Elizabeth glanced over to where Jane sat nearby, her work in her lap, her head bent in that quiet way which always made her look more composed than she felt.
Mr Bingley had drawn a chair a little closer than was strictly necessary; he spoke to her in a low tone, and whatever he said brought a smile to Jane’s lips, small but unguarded.
It pleased Elizabeth to see it. There was nothing strained in their ease, nothing that required notice or comment; it was simply that he sought her, and that she received him as naturally as she had once received sunshine.
It did Elizabeth’s heart good to see Jane falling in love with Mr Bingley, and she flattered herself that such was indeed what was happening.
“Jane,” Elizabeth said softly when they were alone for a moment, “Mr Bingley grows more attentive every day.”
Jane’s colour rose at once. “He is only kind.”
“He is kind to everyone,” Elizabeth returned, smiling, “but he is not attentive with everyone.”
Jane bent over her work, the corner of her mouth betraying her. “You will persuade yourself into thinking more than is proper.”

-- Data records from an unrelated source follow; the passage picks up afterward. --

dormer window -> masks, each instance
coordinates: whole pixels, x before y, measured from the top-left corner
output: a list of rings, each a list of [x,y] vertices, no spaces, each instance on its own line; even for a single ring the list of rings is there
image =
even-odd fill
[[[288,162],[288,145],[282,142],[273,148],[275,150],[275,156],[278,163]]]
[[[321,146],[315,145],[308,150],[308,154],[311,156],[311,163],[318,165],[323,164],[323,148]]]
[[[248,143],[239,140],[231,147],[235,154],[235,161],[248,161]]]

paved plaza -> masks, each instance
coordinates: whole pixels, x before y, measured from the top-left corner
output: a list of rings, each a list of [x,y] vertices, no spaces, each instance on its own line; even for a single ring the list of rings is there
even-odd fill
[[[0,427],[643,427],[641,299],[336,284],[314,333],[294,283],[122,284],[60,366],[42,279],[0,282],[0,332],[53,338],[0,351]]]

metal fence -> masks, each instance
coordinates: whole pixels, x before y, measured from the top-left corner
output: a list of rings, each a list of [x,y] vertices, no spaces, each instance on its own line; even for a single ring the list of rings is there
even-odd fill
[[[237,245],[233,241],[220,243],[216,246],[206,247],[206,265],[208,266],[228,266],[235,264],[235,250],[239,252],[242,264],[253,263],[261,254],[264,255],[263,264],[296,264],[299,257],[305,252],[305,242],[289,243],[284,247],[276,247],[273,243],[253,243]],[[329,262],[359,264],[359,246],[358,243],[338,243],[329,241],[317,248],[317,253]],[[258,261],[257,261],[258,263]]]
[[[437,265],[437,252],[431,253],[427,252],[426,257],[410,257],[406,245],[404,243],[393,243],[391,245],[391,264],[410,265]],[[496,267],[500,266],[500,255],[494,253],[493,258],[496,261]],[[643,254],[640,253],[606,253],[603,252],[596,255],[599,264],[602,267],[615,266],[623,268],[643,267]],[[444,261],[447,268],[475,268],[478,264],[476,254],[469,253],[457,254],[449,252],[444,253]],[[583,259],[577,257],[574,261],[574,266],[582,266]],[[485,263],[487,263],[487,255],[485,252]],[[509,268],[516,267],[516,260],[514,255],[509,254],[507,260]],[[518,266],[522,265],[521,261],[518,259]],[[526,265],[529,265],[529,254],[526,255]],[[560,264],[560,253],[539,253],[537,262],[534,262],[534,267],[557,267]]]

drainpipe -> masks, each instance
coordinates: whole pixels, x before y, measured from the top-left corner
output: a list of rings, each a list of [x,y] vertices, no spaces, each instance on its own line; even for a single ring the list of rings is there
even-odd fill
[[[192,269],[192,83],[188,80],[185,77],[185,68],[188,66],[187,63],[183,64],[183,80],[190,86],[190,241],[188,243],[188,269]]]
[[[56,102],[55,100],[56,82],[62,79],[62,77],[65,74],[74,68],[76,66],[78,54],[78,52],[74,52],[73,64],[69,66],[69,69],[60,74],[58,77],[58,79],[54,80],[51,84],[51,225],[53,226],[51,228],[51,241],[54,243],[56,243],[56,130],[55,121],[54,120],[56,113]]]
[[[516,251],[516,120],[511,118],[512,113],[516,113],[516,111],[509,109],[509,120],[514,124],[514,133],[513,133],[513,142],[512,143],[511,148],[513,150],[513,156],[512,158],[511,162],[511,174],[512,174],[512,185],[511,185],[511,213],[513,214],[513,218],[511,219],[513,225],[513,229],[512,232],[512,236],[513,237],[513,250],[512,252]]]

“I think only what I see,” Elizabeth said, her voice warm. “And I confess it does me good to see you smile so easily.”
Jane’s needle paused for the smallest moment.
“You are very good,” she said quietly, and went on again as though the stitch required all her attention.
After a few minutes she added, in a tone meant to be calm and failing in it, “It is only that he is everything one could wish a young man to be. So cheerful, so obliging, and so very considerate that one is ashamed of having expected less.”
Elizabeth’s eyes softened. “Indeed?”
Jane’s colour deepened. “He makes it easy to be pleased with him,” she admitted.
“And do you prefer him,” Elizabeth asked, her smile returning, “to both the Harding sons together?”
Jane looked up at last, half laughing. “Elizabeth!”
“Answer me.”
Jane’s gaze dropped again, but there was no real reluctance in it. “Yes,” she said, scarcely above a whisper. “I believe I do.”
Elizabeth delighted in exploring the grounds.
She liked the turns of the path that led her from sun into shade, the sudden opening of a view where the river lay bright below, and the quiet places where one might sit without being observed.
The stream pleased her most, for it never kept the same character long: here running clear over stones, there widening into a smooth reach beneath the trees.
She admired the great old oaks, the banks set thick with fern and wildflowers, and the neat crossings that spared her muddy shoes after rain.
Even the kitchen garden held its charm: orderly rows, trained fruit against warm walls, and the honest busyness of it, so different from the smoke-stained rooms of the cottage and yet a comfort for being so plainly alive.